In short, the fire of worker freedom is burning brightly across the country and it is spreading.

This is no surprise since governors and legislators across the nation are seeing the benefits of right-to-work. As I testified before the Wisconsin Senate on Labor and Government Reform Committee in late February, right-to-work states see higher population growth, higher wage growth, higher job growth, lower unemployment, and when cost of living is factored in, worker are making more.

In my written statement to the committee I detailed the impact right-to-work is having on Michigan:

According to the Bureau of Labor Statistics' household survey, from March 2013, when Michigan’s right-to-work law took effect, to December 2014, Michigan’s employment levels increased by 141,990 people. This is a 3.3 percent growth rate giving Michigan the 15th highest in the country.

Among those states in the Midwest, only Indiana, another right-to-work state, outpaced Michigan, growing by 5.1 percent. Only Colorado and North Dakota surpassed Indiana over this period.

The Wall Street Journal has noticed this trend as well. In January, it reported that between March of 2013 and November last, Michigan had seen “4 percent payroll manufacturing growth, beating an average of 2.8 percent in right-to-work states and 0.9% in non-right-to-work states.”

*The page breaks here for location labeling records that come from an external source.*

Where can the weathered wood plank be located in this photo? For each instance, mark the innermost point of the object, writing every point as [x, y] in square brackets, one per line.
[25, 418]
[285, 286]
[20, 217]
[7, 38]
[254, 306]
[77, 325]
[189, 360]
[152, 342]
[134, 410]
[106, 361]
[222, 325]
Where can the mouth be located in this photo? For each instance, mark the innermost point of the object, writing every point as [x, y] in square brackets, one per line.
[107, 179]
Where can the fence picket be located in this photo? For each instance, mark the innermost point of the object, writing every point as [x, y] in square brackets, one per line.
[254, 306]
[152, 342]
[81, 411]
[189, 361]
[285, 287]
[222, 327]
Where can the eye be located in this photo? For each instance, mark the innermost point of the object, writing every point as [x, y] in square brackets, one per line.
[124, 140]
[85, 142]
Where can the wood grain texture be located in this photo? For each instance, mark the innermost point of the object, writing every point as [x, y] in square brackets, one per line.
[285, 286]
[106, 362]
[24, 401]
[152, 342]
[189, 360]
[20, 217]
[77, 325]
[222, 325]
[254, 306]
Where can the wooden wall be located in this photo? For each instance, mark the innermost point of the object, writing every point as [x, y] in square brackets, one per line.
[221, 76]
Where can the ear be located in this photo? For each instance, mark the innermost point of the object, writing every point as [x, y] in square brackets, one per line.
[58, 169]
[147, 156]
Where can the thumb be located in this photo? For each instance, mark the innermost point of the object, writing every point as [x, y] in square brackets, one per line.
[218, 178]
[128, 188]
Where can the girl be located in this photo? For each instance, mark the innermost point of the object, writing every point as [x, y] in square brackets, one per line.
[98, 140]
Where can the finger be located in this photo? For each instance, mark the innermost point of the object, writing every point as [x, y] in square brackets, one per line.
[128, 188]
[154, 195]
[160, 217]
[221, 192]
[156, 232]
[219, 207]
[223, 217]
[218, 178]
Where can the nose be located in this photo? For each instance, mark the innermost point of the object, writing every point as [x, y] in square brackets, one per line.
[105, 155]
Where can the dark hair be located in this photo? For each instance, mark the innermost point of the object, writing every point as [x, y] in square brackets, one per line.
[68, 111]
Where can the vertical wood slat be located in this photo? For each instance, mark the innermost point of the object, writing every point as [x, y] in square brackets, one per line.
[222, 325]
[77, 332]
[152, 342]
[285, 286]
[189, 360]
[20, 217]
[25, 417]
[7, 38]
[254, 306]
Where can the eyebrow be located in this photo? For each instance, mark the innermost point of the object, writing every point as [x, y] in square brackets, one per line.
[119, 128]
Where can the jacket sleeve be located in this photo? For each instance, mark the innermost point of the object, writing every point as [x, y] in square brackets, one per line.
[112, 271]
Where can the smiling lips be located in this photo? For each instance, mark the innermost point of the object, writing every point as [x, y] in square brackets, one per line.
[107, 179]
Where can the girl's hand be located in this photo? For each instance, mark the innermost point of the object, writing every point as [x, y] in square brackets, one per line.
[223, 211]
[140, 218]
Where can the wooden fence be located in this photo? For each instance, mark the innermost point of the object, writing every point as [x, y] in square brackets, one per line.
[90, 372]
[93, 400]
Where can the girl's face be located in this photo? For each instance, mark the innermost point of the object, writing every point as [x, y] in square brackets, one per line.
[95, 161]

The gains of right-to-work weren’t simply limited to Michigan:

According to statistics derived from the U.S. Bureau of Economic Analysis, between 2003 and 2013, right-to-work states experienced 21.5 percent growth in inflation-adjusted GDP versus 14.7 percent in non-right-to-work states. In manufacturing, the spread was even more pronounced. There was 26.1 percent growth in manufacturing GDP, versus only 13.8 percent growth in non-right-to-work states.

States with growing GDPs are adding jobs, and lots of them. According to research of Bureau of Labor Statistics data by my colleague James Hohman, from 2003 to 2013, right-to-work states added 4.3 million jobs while non-right-to-work states added only 2.4 million. Add to this the fact that the average right-to-work state has a smaller population than the average non-right-to-work state, and this contrast is quite remarkable and telling. 

Finally, right-to-work isn’t just good for employers and employees; it may even be beneficial for good unions. Last year Indiana added 50,000 new union members. Last year the Washington Post quoted Gary Casteel, an organizer in the South for the United Auto Workers, on his view about unions and right-to-work:

“I've never understood [why] people think right to work hurts unions," Casteel said. "To me, it helps them. You don't have to belong if you don't want to. So if I go to an organizing drive, I can tell these workers, 'If you don't like this arrangement, you don't have to belong.' Versus, 'If we get 50 percent of you, then all of you have to belong, whether you like to or not.' I don't even like the way that sounds, because it's a voluntary system, and if you don't think the system's earning its keep, then you don't have to pay."

The brave lawmakers of Wisconsin took these and many other facts into account and came to the clear conclusion that right-to-work was right for the Badger state. Thanks to their efforts, for the first time since unions gained the ability to fire workers for not paying them, half the states in our country are giving workers the right to choose whether or not to support a union.

Editor's note: This article first appeared online at IllinoisPolicy.org.